One Last Goodbye. Essay About Death of The Loved One
You never know when the last time you will ever speak to someone ever again. The day in life where something tragic will happen to someone and you don’t get the chance to say goodbye to them. There have been three of those days for me, but one of them has impacted me the most. The day that it happened was January 19, 2014. It was a Sunday night and the entire Adair family was at my house to celebrate my birthday, which was 5 days earlier. We ate cake and ice cream, watched me open all of my gifts I have received, and were sitting at the front of our seats watching the Seattle Seahawks and the San Francisco 49ers play in the NFC Championship game.
“My thoughts are that the Seahawks will win” said my Uncle Krieg.
“No the 49ers are going to blow them out” my grandpa replied to him.

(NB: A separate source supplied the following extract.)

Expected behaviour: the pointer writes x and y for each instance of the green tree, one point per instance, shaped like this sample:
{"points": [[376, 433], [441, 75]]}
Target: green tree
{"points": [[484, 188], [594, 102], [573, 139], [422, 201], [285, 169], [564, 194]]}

“Honestly, the Broncos have a better chance with the Seahawks than the 49ers” said my dad. The Broncos had beat the New England Patriots earlier that day, so our family was already filled with excitement. So for me, I didn’t really care about who won because I thought the Broncos would beat whoever they would play. But they didn’t. As the night went on and the cake and ice cream was getting to them, my family members started to leave my house.
“Alright, it's time to shower and go to bed,” said my mom after they had all left. I was so excited about the Broncos going to the Super Bowl that I took a quick shower and started to go to bed as soon as I could. At about 10:45, as my family and I were getting settled down in our beds, my mom gets an unexpected phone call. She answers the call, and no longer than 10 seconds, the look of sadness appears on her face.
“Who called you mom?” I had asked her.
“It was your Uncle Danny” she replied while choking on her words. At this point I knew something bad has happened.
“What’s wrong?” my dad asked.
“He said that we need to leave to Springville right now” she replied. Over the past couple months my Grandma Thompson was in the hospital because she had got really sick. She was getting better everyday. My mom had told us that something in her body did something bad that evening and there was alot of blood clots spread around. We started to pack a few things as fast as we could so we could leave. While we were driving, I couldn’t fall asleep, thinking about the situation my grandma was in.
“Try to get some rest buddy” my dad said to me while driving.
“Ok I will try” I replied. As I laid my head against the wall of my truck, I closed my eyes and still couldn’t stop thinking about my grandma. As we arrived at the hospital at 3:30 that next morning, my uncles were there waiting for us. They took my parents into the emergency room while my siblings and I sat in the waiting room. After about a half and hour, my dad comes back out of the ER and into the waiting room.
“I’m going to take you guys over to Grandpa’s house so you can go to sleep” he said. As we were driving down the freeway, my dad gets a text from my mom. The text said that my grandma was going to pass. My dad and my older sister Ashley started to tear up. I sat in the back seat with confusion. At a young age, I didn’t know what that meant. I thought she was meaning that it was like a test they were doing in her body and she was going to pass it. When I went to sleep on my grandpas couch, I waiting for the morning to come with some good news. At 7:30 AM, January 20th,my parents arrived at my grandparents' house. I ran into the kitchen to greet them, only to see the sadness in their faces.
‘What could of happened’ I was thinking. As my parents entered the house completely, they broke the news to my siblings and I.
“Your Grandma Thompson passed away this morning,” they said with great sadness. Their news hit me hard. I fell to my knees and started to cry. My parents came to me and hugged me tight. After this moment, I understood what they had been saying before meant now. At that moment, I began to realize that I haven’t talked to her in about 2 months. As I began to cry some more, another thought pooped in my mind. I never got the chance to say goodbye to my grandma. From that moment to today’s time, that thought always pops in my mind with a few questions that come with it. Would I have been less sad if I got the chance to say goodbye? What would have happened if I did say goodbye? The only answer to those questions is I don’t know. From that day on, I knew that I had to get the chance to talk to people more. I grew from a shy quiet kid to a people’s person after that moment. If I wouldn’t have grown from that experience, I wouldn’t have had the chance to talk to people and say goodbye to them. There is no worse feeling than not getting to say goodbye to someone, especially when that someone is a beloved family member. This was my story on how I grew from a child.